The Cult of Brand Loyalty
Brand loyalty is something that has come up in my life recently. As food prices rise, I constantly am trying to find store brand items that can replace name brand items without my family noticing. It is not about being cheap as much as it is about being smart. If there is no change in quality or taste, then there really is no reason to stick with the brand.
I am completely open to eating store brand food items. It was something I did growing up. I also find the names the stores come up with quiet amusing.
Take Wal-Mart’s Dr. Thunder. It tastes just like Dr. Pepper and is $1 cheaper. Even though most consumers know there is minimal difference, what makes them pay extra for a name?
According to Psychology.Wikia, “True brand loyalty exists when customers have a high relative attitude toward the brand which is then exhibited through repurchase behavior.” The main focus of a company or brand is to get the consumer to repurchase. If you’ve ever seen a Shark Tank episode, you know a key word used is “retainment.” It is a similar idea to repurchase. The more you repurchase, the more loyal you become.
For me, if I can find a viable alternative to a product, I will make the leap and try it. I have done this with Fage Greek Yogurt, Triscuits and Almond Breeze. My local grocery store, Market Basket, has store brand options that are interchangeable.
But what happens when store brand items (like Market Basket Crunchy Cheese Twists) illicit brand loyalty as well. Certainly, Market Basket and Wal Mart want you to buy their items. But they are also making a profit by getting you in the store to buy big name items too. When a store can have a “house” item that consumers become loyal to, its a win-win for them.

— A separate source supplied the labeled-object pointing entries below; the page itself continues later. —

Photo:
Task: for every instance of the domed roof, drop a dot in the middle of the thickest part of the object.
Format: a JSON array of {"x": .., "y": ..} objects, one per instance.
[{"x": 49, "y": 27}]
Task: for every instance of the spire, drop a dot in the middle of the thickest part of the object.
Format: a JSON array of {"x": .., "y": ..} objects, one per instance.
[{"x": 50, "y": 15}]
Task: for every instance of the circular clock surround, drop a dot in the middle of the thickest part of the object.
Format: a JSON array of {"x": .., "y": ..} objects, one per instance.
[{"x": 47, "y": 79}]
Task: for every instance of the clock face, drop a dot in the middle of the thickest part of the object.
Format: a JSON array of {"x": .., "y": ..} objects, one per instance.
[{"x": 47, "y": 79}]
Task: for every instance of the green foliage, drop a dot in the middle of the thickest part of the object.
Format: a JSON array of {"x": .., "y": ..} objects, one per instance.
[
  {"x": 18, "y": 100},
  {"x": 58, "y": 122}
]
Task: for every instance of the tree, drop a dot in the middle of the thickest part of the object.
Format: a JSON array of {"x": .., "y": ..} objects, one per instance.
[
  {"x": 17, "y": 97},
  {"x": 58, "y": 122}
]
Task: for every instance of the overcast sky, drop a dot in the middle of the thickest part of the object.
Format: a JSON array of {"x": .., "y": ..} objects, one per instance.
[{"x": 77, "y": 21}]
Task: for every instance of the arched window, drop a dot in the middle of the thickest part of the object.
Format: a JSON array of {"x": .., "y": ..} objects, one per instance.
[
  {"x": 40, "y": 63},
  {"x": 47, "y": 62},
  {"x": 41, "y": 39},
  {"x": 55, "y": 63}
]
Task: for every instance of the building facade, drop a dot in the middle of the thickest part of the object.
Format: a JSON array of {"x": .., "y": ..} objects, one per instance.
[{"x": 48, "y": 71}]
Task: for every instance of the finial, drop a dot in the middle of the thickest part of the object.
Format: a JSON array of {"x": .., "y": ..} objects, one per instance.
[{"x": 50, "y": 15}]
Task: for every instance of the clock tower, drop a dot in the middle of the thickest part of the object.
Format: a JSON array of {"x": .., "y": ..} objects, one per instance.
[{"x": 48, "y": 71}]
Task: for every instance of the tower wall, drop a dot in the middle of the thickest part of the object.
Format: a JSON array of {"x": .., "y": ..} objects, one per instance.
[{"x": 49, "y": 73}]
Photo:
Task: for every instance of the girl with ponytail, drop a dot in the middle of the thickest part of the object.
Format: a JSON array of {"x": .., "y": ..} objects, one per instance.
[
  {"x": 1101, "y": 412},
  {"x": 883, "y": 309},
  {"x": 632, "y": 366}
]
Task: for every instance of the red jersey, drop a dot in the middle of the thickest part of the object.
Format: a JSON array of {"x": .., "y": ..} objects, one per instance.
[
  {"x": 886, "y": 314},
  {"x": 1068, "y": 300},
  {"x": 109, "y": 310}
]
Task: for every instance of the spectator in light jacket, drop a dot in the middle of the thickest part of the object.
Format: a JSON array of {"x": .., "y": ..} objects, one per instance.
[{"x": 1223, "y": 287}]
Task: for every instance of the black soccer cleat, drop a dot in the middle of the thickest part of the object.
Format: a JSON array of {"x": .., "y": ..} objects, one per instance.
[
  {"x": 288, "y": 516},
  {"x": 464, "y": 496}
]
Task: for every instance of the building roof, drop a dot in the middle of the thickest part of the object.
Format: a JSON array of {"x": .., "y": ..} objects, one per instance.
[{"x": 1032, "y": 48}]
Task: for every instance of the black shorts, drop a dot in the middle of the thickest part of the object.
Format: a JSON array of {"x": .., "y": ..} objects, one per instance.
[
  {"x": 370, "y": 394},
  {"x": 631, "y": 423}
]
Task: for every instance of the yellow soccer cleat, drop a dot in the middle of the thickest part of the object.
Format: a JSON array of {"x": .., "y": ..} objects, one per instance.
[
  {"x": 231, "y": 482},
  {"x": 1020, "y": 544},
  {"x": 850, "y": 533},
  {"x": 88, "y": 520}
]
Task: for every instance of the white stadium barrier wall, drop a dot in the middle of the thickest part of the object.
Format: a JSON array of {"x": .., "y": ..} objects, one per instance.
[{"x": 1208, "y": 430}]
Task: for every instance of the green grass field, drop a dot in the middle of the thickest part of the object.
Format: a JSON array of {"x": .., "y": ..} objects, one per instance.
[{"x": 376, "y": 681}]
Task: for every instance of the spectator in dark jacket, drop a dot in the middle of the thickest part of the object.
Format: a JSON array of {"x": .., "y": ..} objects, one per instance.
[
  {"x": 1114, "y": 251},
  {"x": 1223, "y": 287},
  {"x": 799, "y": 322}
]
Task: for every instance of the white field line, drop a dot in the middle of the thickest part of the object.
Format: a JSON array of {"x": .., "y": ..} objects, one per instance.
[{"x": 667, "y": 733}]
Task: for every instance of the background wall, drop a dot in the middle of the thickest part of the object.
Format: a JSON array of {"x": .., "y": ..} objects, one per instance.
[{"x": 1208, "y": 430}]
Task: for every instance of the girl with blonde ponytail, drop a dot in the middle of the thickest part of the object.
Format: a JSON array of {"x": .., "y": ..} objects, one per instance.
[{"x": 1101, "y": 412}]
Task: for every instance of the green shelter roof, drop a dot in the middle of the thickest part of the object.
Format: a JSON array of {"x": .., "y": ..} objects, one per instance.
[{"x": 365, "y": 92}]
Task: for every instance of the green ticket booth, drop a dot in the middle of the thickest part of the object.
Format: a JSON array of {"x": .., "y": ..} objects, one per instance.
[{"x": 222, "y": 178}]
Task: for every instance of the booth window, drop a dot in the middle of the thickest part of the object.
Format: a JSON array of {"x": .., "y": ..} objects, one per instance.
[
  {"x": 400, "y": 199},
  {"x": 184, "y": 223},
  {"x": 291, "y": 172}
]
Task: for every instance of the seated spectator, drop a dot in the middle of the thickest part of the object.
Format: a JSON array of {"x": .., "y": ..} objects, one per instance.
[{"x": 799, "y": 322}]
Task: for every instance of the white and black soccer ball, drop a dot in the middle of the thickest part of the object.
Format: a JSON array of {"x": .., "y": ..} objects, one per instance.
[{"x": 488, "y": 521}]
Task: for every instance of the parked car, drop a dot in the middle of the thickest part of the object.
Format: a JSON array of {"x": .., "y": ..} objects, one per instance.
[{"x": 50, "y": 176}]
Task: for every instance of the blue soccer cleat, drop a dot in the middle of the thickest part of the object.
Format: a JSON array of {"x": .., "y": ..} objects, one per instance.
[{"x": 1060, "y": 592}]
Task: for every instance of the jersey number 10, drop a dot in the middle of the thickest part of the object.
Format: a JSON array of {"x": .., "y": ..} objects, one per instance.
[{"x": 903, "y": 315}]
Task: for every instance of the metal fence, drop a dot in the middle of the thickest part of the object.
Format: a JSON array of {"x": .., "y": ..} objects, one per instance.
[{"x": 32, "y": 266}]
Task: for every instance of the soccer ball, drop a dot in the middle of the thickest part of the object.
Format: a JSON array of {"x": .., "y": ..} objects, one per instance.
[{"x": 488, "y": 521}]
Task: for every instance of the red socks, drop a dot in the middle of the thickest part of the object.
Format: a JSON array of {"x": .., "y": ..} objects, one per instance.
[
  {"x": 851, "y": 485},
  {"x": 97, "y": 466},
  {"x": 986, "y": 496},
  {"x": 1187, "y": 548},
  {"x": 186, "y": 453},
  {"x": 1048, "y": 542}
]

As I move down the aisles to find the best deals, I find myself reaching more and more for the “house” items. Psychologically, I may be telling myself that there isn’t a difference in the item, therefore not second guessing making the purchase. Or, the store themselves have made a more concerted effort to make their products just as appealing, making the decision that much easier.
A friend of mine is a manager at a local Market Basket. He is in charge of the dairy section, so I inquired about my yogurt decision. My main concern was, “Does Market Basket make the yogurt or are they buying it from say Fage and just change the packaging?” He told me that Market Basket will buy their products (not all) from the big names and then change the packaging and lower the cost. He also gave me some insight into my yogurt, which is made by Hood.
I believe many consumers do not know this. They are trusting the big name brands to make a better quality product, merely because they have been the target of incessant advertising. They also may be sticking with what works for them. If more consumers broke out of their loyalty, or cultishness, then they may find better products for less money.